Please, somewhere there was a Valley marathon waiting just for her. Somewhere far, far from this conversation.
"Ryan, Ry? I need you to help your Mama out, kiddo. Give A.J. what he wants," Dawn ordered, her voice slurring as her shakes started to increase.
Summer looked down at Ryan, sprawled out and bloody against the black of the parking lot, and recognized something in his bloody, beaten face.
It was the same feeling she'd gotten when, at age nine, her father sat her down and told her that his new wife wanted to go to Cabo, and not Disney World, for Summer's upcoming birthday. It was the same feeling she'd gotten when her beloved father put her on the Atkins diet, at age eleven, after the step-monster complained that her pre-teen curves were making it impossible for Summer to be seen with her in public.
It was the realization, that somehow never grew less bitter over repetition, that something -- hell, that everything -- was more important than you. She was pretty sure that, if they had their way, she and Ryan would be a united force in making sure that Cohen never even knew that such a sentiment was in the realm of possibility.
A.J. looked down at the boy at his feet with a smirk before hauling him upright on his knees for a second time in less than ten minutes.
"What's the matter, mariquita, eh? You didn't tell your pretty little girlfriend here the rules? What's the rule, manito?" he asked, as he began to lay open-handed blows on Ryan's face again. "What's the number one rule?"
Finally, spitting out a mouthful of blood, and staring up at his tormentor with fire in his eyes, Ryan spat, "If you want to party, A.J.'s got to come."
Okay, as mottos went, that was pretty stupid, but she wasn't sure what all the . . .
Fu-uck.
"Leave him alone," she ordered again, panicking, but Ryan turned his face away from her. "Seriously. Leave him alone."
What the hell was wrong with, well, with every single person in Ryan Atwood's whole life, for starters. Who would make a kid do something like that?
"Jesus Christ, A.J.," she heard Ryan say softly, "You don't even want her anymore. I'm just trying to get her some help."
She heard him take a deep breath, and then pull himself painfully to his feet.
"Whatever. Just, can we take this inside at least, before someone calls the goddamn cops?"
His eyes never left the ground and he sounded utterly defeated. Behind her, she heard Dawn start to whimper.
"Don't you hurt him, A.J." she said. Oh sure, now. It was a little late for that, wasn't it, Dawn?
"Ryan," Summer finally said, unwilling to believe that this was really happening, "What the hell are you doing?"
"It's fine, Summer," he answered, in the same tired voice. "It'll be fine."
He turned to A.J. and gestured towards the door as best he could.
"Give me one goddamn second, would you, and then we can get this over with."
Now seemingly magnanimous, A.J. nodded and lumbered back towards the door of their motel room.

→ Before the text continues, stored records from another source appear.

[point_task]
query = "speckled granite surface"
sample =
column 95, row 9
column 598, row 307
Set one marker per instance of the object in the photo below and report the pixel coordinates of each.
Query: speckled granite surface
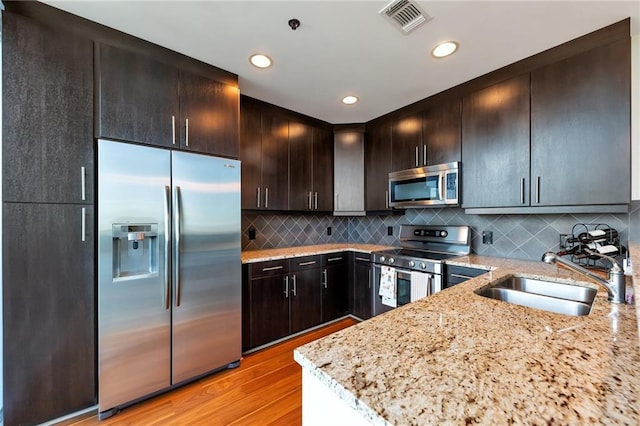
column 284, row 253
column 456, row 357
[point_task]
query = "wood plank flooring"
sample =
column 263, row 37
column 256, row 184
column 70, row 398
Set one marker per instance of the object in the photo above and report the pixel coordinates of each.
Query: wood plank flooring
column 265, row 390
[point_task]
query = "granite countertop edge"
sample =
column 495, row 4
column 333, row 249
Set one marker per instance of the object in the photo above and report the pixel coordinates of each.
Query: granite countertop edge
column 311, row 356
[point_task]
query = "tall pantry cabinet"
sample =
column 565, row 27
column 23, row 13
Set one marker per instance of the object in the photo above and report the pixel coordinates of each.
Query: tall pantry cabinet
column 48, row 216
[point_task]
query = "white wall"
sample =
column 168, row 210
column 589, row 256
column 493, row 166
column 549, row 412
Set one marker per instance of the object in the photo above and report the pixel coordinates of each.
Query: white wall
column 635, row 117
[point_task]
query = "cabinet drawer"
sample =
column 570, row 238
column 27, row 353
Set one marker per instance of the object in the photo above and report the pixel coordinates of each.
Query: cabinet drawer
column 265, row 269
column 459, row 274
column 330, row 259
column 304, row 262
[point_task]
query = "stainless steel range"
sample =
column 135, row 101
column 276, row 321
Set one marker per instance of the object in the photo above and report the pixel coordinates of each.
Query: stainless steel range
column 416, row 268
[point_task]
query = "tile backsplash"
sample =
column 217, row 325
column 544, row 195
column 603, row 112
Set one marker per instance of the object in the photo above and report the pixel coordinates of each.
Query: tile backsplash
column 514, row 236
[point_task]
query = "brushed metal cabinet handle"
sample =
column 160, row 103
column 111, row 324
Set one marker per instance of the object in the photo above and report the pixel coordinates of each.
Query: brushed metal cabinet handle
column 83, row 225
column 83, row 182
column 176, row 262
column 167, row 247
column 294, row 286
column 173, row 129
column 272, row 268
column 286, row 287
column 186, row 131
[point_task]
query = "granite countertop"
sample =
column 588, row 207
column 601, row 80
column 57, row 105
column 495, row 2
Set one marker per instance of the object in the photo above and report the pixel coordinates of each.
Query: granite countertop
column 251, row 256
column 458, row 358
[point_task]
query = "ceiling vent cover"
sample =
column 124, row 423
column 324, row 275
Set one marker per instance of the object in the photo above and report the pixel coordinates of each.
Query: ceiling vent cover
column 405, row 15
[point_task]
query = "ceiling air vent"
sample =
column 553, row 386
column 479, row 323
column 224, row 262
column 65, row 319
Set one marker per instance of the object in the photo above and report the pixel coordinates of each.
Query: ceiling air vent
column 405, row 15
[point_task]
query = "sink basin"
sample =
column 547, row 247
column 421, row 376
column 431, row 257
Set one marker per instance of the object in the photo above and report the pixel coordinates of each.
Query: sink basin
column 549, row 296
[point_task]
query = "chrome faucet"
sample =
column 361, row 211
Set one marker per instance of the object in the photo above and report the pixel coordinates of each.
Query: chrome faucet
column 616, row 284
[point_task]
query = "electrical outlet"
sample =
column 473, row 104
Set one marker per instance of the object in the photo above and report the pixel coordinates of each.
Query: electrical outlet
column 487, row 237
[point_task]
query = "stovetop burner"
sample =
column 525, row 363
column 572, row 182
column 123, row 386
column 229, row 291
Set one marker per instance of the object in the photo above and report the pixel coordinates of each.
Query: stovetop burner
column 425, row 247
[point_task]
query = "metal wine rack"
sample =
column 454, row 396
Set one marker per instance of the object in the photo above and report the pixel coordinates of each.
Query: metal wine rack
column 584, row 259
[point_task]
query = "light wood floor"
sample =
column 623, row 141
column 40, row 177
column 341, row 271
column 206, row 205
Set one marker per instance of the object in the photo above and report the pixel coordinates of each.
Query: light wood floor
column 265, row 390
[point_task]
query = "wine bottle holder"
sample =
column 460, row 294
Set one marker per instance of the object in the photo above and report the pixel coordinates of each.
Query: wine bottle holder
column 611, row 237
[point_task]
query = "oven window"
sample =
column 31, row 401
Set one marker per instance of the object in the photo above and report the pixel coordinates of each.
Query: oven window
column 403, row 287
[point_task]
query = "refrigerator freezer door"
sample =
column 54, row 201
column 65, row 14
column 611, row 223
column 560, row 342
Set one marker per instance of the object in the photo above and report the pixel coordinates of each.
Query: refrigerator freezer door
column 134, row 315
column 207, row 285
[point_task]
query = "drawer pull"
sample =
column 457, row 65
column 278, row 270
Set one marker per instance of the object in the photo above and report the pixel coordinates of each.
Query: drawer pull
column 272, row 268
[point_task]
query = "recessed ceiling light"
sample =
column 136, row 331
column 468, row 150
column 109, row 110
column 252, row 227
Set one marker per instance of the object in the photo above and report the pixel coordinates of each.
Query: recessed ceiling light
column 259, row 60
column 349, row 100
column 444, row 49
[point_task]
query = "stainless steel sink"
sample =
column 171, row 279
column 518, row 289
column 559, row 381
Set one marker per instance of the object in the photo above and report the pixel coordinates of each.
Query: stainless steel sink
column 549, row 296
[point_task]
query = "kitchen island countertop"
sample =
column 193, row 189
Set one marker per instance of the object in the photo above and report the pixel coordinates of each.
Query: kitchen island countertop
column 456, row 357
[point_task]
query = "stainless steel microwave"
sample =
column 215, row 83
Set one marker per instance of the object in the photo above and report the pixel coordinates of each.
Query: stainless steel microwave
column 425, row 186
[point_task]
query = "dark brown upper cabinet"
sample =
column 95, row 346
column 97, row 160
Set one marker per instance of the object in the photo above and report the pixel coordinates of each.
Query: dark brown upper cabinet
column 264, row 152
column 141, row 99
column 580, row 129
column 495, row 145
column 47, row 137
column 377, row 165
column 408, row 148
column 441, row 129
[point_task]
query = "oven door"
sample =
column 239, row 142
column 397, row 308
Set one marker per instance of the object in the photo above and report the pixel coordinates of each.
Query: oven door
column 403, row 288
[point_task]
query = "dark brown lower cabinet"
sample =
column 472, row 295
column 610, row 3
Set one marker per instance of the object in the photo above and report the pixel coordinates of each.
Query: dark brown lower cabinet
column 334, row 286
column 49, row 329
column 361, row 288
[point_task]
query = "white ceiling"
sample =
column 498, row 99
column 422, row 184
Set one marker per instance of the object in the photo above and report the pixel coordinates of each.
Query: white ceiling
column 345, row 47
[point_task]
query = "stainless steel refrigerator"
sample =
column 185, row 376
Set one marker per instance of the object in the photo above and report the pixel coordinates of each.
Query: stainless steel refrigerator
column 169, row 286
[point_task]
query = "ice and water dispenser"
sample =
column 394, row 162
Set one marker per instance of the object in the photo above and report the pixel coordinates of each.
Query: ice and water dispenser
column 135, row 250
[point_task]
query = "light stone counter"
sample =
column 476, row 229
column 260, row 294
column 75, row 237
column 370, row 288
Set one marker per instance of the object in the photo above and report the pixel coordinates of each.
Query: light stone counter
column 458, row 358
column 252, row 256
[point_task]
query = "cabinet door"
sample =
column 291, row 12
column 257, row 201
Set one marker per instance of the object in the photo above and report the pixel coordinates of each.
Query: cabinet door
column 495, row 145
column 580, row 128
column 362, row 297
column 377, row 164
column 305, row 299
column 407, row 143
column 275, row 163
column 209, row 113
column 47, row 126
column 269, row 306
column 300, row 166
column 137, row 98
column 334, row 289
column 251, row 153
column 49, row 317
column 442, row 132
column 322, row 169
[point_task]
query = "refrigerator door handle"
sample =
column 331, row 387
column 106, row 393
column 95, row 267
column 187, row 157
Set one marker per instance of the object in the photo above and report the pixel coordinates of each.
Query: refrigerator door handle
column 167, row 247
column 176, row 242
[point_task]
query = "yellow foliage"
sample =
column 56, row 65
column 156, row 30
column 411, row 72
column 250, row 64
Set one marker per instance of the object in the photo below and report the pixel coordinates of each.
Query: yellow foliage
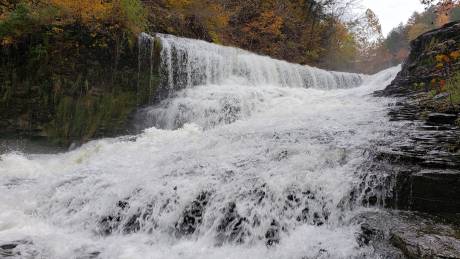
column 455, row 54
column 442, row 58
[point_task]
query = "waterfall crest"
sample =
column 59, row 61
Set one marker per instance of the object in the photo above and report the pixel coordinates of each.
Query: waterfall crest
column 184, row 63
column 241, row 156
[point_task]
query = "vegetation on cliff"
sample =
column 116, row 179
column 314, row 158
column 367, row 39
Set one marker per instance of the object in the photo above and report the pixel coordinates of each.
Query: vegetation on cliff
column 68, row 68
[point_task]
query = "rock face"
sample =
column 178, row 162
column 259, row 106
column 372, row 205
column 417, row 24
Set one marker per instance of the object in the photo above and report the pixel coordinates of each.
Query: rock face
column 415, row 235
column 426, row 162
column 71, row 87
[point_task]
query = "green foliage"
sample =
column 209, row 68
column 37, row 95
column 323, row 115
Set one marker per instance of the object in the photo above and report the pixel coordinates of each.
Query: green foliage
column 134, row 15
column 80, row 119
column 453, row 88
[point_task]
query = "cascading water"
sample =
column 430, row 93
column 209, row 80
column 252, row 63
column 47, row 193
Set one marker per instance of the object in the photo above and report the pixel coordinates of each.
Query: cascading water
column 249, row 157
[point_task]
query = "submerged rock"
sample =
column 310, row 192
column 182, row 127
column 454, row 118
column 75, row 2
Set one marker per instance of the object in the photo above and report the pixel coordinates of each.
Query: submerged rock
column 441, row 118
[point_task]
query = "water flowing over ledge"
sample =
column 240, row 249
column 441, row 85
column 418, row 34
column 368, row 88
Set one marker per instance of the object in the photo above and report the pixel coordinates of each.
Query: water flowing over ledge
column 183, row 63
column 248, row 158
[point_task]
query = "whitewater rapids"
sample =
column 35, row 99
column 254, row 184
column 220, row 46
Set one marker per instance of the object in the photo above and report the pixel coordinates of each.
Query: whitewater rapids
column 231, row 166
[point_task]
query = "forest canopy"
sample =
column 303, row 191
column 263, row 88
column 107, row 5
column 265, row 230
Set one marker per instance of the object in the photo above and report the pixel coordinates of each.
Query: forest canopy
column 332, row 34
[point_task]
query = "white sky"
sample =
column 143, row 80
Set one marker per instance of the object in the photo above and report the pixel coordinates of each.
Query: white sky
column 392, row 12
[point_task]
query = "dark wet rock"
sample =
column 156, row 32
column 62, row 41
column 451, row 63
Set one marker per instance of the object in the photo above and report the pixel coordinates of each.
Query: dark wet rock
column 192, row 217
column 409, row 235
column 436, row 191
column 11, row 249
column 272, row 236
column 370, row 233
column 441, row 118
column 422, row 160
column 232, row 226
column 91, row 255
column 120, row 220
column 425, row 245
column 418, row 67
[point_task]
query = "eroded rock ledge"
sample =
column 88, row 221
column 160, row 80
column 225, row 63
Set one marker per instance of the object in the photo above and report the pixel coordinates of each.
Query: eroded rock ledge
column 426, row 163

"See ya in hell, bruja" he called cheerfully to Dawn over his shoulder, then nodded politely at Summer.
"Ryan, what the . . ."
"Shut up, Summer. Seriously. You cannot fuck around with this guy. Just let me go pay him, and we can get out of here. He's not going to hurt me anymore, okay? Just -- don't get out of the car. For anything. And don't let my mom out, either. Especially my mom. I'm in no shape to get between them."
He looked at her admiringly and attempted a smile, but grimaced as his split lip caught his teeth.
"Hey, that was smart, with the door -- the locks -- I mean," he said. "Thanks."
And with that, he turned on his heel and limped into the dingy motel room, shutting the door behind him.